Until 1988, Indigenous people were still considered to be in a transitory state, meaning that it was the job of the state to assimilate the Indigenous population into Brazilian society. Cultural assimilation is the process by which a minority group takes on, whether passively or through external compulsion, the behaviors, belief systems and values of a dominant culture. Forced assimilation of Indigenous peoples was a common practice during the colonial era worldwide, and still occurs today.

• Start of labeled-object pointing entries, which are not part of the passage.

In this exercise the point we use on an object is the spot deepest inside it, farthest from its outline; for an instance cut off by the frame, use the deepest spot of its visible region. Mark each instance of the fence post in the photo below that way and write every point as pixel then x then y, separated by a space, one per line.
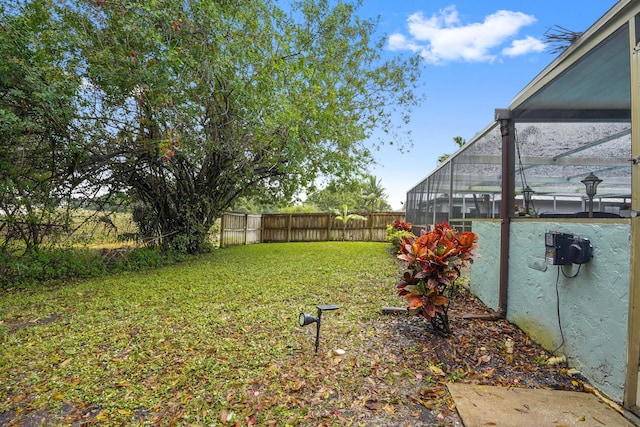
pixel 222 220
pixel 246 227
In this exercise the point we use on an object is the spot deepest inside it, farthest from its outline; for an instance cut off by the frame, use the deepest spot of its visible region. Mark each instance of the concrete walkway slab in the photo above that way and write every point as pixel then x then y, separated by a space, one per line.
pixel 481 406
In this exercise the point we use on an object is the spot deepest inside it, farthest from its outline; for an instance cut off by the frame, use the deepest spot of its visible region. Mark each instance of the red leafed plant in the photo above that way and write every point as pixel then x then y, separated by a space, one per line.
pixel 401 226
pixel 433 262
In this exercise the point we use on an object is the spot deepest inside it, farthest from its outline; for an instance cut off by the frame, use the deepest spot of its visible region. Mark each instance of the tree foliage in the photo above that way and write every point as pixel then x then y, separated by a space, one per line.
pixel 188 105
pixel 38 146
pixel 364 193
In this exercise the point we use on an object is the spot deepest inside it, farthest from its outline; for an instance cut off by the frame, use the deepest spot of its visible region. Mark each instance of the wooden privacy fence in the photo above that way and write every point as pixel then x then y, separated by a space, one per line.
pixel 243 229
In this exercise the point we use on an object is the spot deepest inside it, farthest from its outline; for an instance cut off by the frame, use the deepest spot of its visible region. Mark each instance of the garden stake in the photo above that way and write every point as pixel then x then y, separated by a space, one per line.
pixel 306 319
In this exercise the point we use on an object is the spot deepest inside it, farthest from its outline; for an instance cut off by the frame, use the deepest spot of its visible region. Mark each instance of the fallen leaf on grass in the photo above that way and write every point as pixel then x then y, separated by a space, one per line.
pixel 373 405
pixel 436 371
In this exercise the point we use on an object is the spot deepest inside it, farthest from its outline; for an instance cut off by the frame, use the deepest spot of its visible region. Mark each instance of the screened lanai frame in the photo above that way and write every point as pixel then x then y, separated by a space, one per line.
pixel 551 158
pixel 584 111
pixel 565 127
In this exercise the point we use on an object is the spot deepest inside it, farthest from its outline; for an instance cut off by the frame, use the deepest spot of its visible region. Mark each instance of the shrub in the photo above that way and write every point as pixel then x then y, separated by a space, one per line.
pixel 433 262
pixel 48 266
pixel 397 232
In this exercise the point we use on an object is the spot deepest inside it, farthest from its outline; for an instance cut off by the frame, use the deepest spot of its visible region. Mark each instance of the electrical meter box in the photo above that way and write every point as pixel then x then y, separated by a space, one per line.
pixel 558 248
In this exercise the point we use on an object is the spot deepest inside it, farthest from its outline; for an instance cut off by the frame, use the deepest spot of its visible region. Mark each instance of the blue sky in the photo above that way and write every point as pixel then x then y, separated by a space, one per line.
pixel 477 56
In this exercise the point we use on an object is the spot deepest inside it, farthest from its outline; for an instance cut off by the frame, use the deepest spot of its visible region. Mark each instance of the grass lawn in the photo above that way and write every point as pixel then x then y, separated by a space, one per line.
pixel 212 341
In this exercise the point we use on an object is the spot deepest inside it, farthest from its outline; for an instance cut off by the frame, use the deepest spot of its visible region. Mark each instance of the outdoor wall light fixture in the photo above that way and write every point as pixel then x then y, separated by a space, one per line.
pixel 305 319
pixel 527 192
pixel 591 183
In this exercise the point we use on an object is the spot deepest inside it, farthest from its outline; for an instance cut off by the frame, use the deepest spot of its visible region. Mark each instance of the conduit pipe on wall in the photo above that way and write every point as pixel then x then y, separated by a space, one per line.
pixel 506 208
pixel 506 205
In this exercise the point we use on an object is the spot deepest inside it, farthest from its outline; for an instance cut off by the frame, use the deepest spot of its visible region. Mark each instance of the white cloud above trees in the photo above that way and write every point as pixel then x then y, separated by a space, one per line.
pixel 443 37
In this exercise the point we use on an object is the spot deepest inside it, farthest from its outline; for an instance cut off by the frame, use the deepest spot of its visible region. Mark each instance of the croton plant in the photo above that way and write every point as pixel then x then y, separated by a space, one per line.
pixel 432 265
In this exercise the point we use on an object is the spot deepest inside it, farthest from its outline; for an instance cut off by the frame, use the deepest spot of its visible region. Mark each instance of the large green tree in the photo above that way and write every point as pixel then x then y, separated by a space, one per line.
pixel 38 147
pixel 188 105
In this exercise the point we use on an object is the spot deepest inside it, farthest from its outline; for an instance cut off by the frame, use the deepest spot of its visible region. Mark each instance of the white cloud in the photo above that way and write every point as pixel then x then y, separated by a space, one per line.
pixel 444 38
pixel 524 46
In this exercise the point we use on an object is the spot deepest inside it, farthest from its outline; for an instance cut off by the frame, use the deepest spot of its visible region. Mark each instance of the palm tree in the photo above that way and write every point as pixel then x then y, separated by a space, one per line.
pixel 345 217
pixel 373 192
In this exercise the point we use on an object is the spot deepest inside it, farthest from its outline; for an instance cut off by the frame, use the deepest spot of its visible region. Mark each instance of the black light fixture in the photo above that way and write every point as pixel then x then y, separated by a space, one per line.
pixel 591 183
pixel 527 192
pixel 305 319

President Jair Bolsonaro has made racist remarks towards BIPOC people for a long time; in 2020 he was recorded saying, “the Indians are evolving, more and more they are human beings like us”. Bolsonaro has openly manifested his interest in fortifying agri-business through the exploration of Indigenous lands (protected areas which account for 12% of Brazilian territory) and further exploitation of the Amazon Rainforest. His actions are anti-constitutional and a continuation of what the military regime began with the construction of the Transamazonica Highway (BR-230) in the 1960s. Bolsonaro has worked towards dismantling and discrediting institutions such as FUNAI (Brazilian Department for Indigenous Affairs) and IBAMA (Brazilian Institute of Environment and Renewable Natural Resources), and has incentivized foul play (most notably his involvement in the increased number of fires in the Amazon) by promising perpetrators that they will remain unpunished.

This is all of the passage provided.